3) Spend some time with a pet

Woman with her dog

There are many benefits to pet therapy or having a family pet. The companionship of a pet can reduce stress, improve mood and self-esteem, increase happiness, and decrease loneliness and isolation. If you do not have a pet, borrowing a pet from a friend could be helpful, too!  


4) Tune in … to music 

Woman listening to music

The many benefits to music therapy include improved mood, sleep, and overall happiness. Make a playlist and throw on some music while doing chores, working, or cooking. Play some relaxing music in the evening to de-stress and calm down from the day. It is important to engage in both therapeutic music as well as recreational music to support your mental health and over all well-being. 

5) Practice mindfulness 

Woman meditating

The practice of mindfulness is beneficial in reducing the symptoms of subclinical depression and anxiety and can substantially reduce stress. It helps to improve coping skills, improves sleep, and most importantly, assists with overall feelings of wellbeing! Simple techniques such as focusing on the breath, meditation, body scans, and mindful walking are just some examples of mindfulness tools. John Kabat-Zinn, founder and former director of the Stress Reduction Clinic at the University of Massachusetts Medical Center, helped to bring the practice of mindfulness meditation into mainstream medicine. He describes foundational attitudes of mindfulness such as Acceptance, Beginner’s Mind, Letting Go, and others. Learning about these concepts is at the heart of a mindfulness practice.  


6) Move more 

Man exercising with a program on TV

There are so many reasons to get moving. Beyond the physical health benefits, regular exercise is shown to help reduce anxiety and tension, promote positive mood, and increase self-esteem and confidence! National guidelines recommend 150 minutes of moderate to vigorous activity every week and should ideally include strength-based movement at least twice a week, but it doesn’t need to be complicated or expensive. Go outside for a walk or look up some exercise classes on YouTube. (If you find one you enjoy, you’re more likely to stick with it!) Some yoga studios are offering virtual classes, and many gyms have reopened with safety guidelines in place. The best way to get moving is to get outside and double the mental health benefits. 

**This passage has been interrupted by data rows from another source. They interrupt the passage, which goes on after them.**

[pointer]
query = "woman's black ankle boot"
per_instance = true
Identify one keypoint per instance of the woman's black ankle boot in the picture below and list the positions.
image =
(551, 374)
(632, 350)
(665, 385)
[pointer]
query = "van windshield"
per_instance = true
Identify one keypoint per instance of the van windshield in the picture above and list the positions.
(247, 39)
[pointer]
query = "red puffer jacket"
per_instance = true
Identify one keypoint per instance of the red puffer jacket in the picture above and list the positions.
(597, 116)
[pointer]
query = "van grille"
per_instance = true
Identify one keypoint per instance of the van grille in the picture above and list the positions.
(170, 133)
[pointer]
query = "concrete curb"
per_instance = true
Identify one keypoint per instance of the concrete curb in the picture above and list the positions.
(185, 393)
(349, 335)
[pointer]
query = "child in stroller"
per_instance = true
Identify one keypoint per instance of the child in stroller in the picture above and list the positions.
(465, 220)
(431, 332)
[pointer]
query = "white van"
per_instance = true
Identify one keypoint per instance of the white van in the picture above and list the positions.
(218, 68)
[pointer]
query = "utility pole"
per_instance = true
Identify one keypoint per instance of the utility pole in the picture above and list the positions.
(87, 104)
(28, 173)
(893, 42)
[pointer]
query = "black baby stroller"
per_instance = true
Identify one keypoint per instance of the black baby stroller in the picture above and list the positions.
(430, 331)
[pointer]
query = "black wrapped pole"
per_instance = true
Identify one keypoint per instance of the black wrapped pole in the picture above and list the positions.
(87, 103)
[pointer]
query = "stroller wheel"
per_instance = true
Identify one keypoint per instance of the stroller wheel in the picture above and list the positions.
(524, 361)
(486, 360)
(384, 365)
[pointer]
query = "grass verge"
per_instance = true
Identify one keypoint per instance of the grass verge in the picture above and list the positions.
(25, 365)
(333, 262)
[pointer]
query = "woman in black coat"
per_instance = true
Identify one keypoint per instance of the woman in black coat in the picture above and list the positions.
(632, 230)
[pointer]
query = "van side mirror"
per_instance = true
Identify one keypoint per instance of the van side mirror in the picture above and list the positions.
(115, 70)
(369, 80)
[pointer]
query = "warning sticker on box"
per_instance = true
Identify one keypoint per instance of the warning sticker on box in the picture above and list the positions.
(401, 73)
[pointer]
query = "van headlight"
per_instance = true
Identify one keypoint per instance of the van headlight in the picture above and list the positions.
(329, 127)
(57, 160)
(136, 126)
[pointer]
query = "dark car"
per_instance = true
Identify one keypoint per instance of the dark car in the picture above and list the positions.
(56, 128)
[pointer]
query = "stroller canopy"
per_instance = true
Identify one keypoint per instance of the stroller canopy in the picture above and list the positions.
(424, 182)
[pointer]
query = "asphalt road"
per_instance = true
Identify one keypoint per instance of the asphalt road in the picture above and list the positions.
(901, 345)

What we do in our spare time impacts our well-being. Recreational activities build self-confidence, self-esteem, social skills, motivation, and focus. 

If you are struggling and need help, the first step is to contact your family doctor, nurse practitioner, or go to a walk-in medical clinic. These health professionals can help figure out what’s wrong, provide treatment, and/or refer you to specialized care like The Royal.  If you are experiencing a mental health emergency, please go to the emergency department of your nearest general hospital or call 911.